だがその語調から、決して穏やかなものでないとは感じる。
そんな尖ったセリフを受けた英一君とはいうと、いたって常時のテンションで反論した。
「たいした話はしてない」
その返答は間違いではないが、説明不足にもとられかねないと、私は英一君を補うように加勢した。
「そうだよ。私が早乙女君って呼んだら、二人とも早乙女だから英一君って呼んでいいって言われただけだよ?」
私と英一君のどこか親しげに見えたのだろう?
英一君からは終始冷えた態度をとられていたというのに。
ところが零二君はさらに訝しむように呟いた。
「英一君…?」
それは好意的な声ではなかった。
けれど私は、零二君の反応も何となくは察せた。
私は、例え偽でも恋人関係にいる零二君を、”零二君” と名前で呼ぶまでには時間がかかったのだ。
なのに、今日まで話したこともなかった英一君をいきなりそう呼ぶなんて、不公平感は拭えないだろうから。
だが不思議なことに、今度は英一君もにわかに顔色を崩したのだ。
無表情の仮面が、不規則に歪む。
「零二、お前……」
英一君が表情を動かすのを初めて目にした私はとても驚いたけれど、それを表す暇はなかった。

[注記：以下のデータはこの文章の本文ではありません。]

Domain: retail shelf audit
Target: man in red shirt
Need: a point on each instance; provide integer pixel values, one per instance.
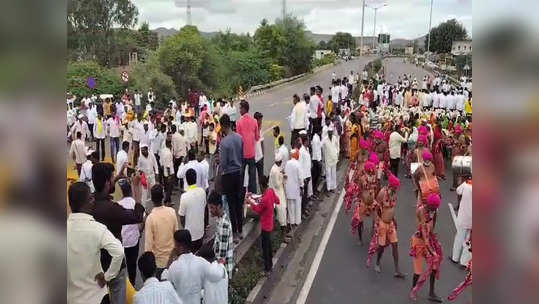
(265, 209)
(247, 128)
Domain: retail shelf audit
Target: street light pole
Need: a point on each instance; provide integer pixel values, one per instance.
(430, 24)
(362, 25)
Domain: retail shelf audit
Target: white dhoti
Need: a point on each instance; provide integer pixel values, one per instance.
(331, 177)
(294, 211)
(461, 253)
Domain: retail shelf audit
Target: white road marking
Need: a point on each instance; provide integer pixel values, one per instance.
(453, 214)
(302, 298)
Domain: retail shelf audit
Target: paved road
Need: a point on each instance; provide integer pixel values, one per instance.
(343, 277)
(276, 104)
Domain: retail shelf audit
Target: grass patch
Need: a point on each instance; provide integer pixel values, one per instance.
(250, 268)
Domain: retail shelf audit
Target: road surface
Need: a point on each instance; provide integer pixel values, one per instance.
(342, 276)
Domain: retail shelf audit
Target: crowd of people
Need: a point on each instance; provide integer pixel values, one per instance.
(205, 158)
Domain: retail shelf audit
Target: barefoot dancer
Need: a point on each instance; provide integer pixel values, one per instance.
(386, 225)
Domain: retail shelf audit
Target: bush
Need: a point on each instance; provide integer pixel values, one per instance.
(107, 81)
(149, 75)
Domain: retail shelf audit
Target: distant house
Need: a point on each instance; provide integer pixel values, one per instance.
(461, 47)
(319, 54)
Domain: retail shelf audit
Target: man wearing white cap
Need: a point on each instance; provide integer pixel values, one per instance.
(330, 146)
(80, 126)
(85, 176)
(276, 182)
(293, 188)
(148, 165)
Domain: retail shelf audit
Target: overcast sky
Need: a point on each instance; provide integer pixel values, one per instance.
(401, 18)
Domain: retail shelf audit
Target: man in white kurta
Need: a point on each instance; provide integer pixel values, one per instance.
(276, 182)
(464, 224)
(330, 147)
(293, 188)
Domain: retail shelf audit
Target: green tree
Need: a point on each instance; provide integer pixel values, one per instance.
(443, 35)
(107, 81)
(147, 75)
(342, 41)
(90, 26)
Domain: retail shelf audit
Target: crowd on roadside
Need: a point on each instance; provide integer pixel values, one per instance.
(211, 153)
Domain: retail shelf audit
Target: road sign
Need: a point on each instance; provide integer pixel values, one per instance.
(90, 82)
(125, 76)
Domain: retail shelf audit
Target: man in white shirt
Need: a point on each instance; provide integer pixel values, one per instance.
(192, 209)
(293, 188)
(395, 142)
(299, 118)
(283, 151)
(85, 239)
(316, 169)
(91, 113)
(78, 152)
(167, 163)
(153, 291)
(188, 272)
(464, 224)
(82, 127)
(330, 146)
(122, 158)
(86, 170)
(148, 165)
(191, 164)
(113, 128)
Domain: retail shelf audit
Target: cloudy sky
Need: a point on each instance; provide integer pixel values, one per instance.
(401, 18)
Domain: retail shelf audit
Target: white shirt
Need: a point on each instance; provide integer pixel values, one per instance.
(86, 174)
(192, 206)
(293, 180)
(395, 141)
(204, 170)
(167, 161)
(464, 217)
(155, 292)
(85, 239)
(299, 119)
(305, 162)
(331, 150)
(216, 292)
(192, 164)
(283, 150)
(92, 114)
(121, 158)
(113, 127)
(179, 145)
(79, 149)
(148, 165)
(188, 273)
(316, 146)
(130, 233)
(314, 102)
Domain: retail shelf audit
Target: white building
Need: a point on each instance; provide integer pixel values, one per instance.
(319, 54)
(461, 47)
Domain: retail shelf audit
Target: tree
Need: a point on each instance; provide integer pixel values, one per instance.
(443, 35)
(90, 26)
(107, 81)
(342, 41)
(147, 75)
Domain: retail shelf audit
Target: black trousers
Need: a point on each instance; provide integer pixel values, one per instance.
(131, 255)
(232, 184)
(266, 250)
(316, 169)
(100, 148)
(394, 163)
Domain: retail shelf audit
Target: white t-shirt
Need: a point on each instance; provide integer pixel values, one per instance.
(464, 217)
(192, 206)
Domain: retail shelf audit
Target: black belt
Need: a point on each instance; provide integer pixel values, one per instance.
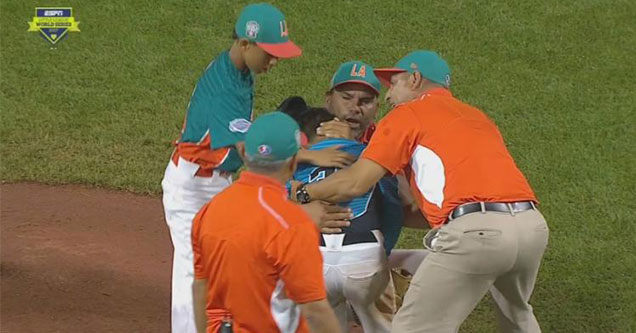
(512, 207)
(354, 238)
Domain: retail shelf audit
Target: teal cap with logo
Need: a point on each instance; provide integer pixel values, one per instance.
(272, 137)
(428, 63)
(356, 72)
(266, 26)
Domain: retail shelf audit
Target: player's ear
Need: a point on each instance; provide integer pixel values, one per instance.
(244, 44)
(415, 80)
(328, 96)
(293, 163)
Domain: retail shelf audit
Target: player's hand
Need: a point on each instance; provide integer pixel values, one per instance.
(328, 157)
(335, 129)
(328, 217)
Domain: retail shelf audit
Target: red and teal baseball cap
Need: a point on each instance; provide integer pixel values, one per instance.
(356, 72)
(265, 25)
(272, 137)
(428, 63)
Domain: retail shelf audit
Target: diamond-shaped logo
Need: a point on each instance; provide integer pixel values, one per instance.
(53, 23)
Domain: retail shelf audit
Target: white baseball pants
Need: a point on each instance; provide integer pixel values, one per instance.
(183, 196)
(356, 274)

零二君にまたもやきつく腕を引っ張られ、自分の意志とは無関係に強制的に、その場から離れることになってしまったのだから。
「ちょ、零二君?英一君が…」
「いいから!車、向こうに止めてるから、早く行こう。英一、世話かけたな」
零二君は英一君に見向きもせずぶっきらぼうに言い放つと、私の腕を引いたままロータリーの反対側に大股で歩いていくのだった。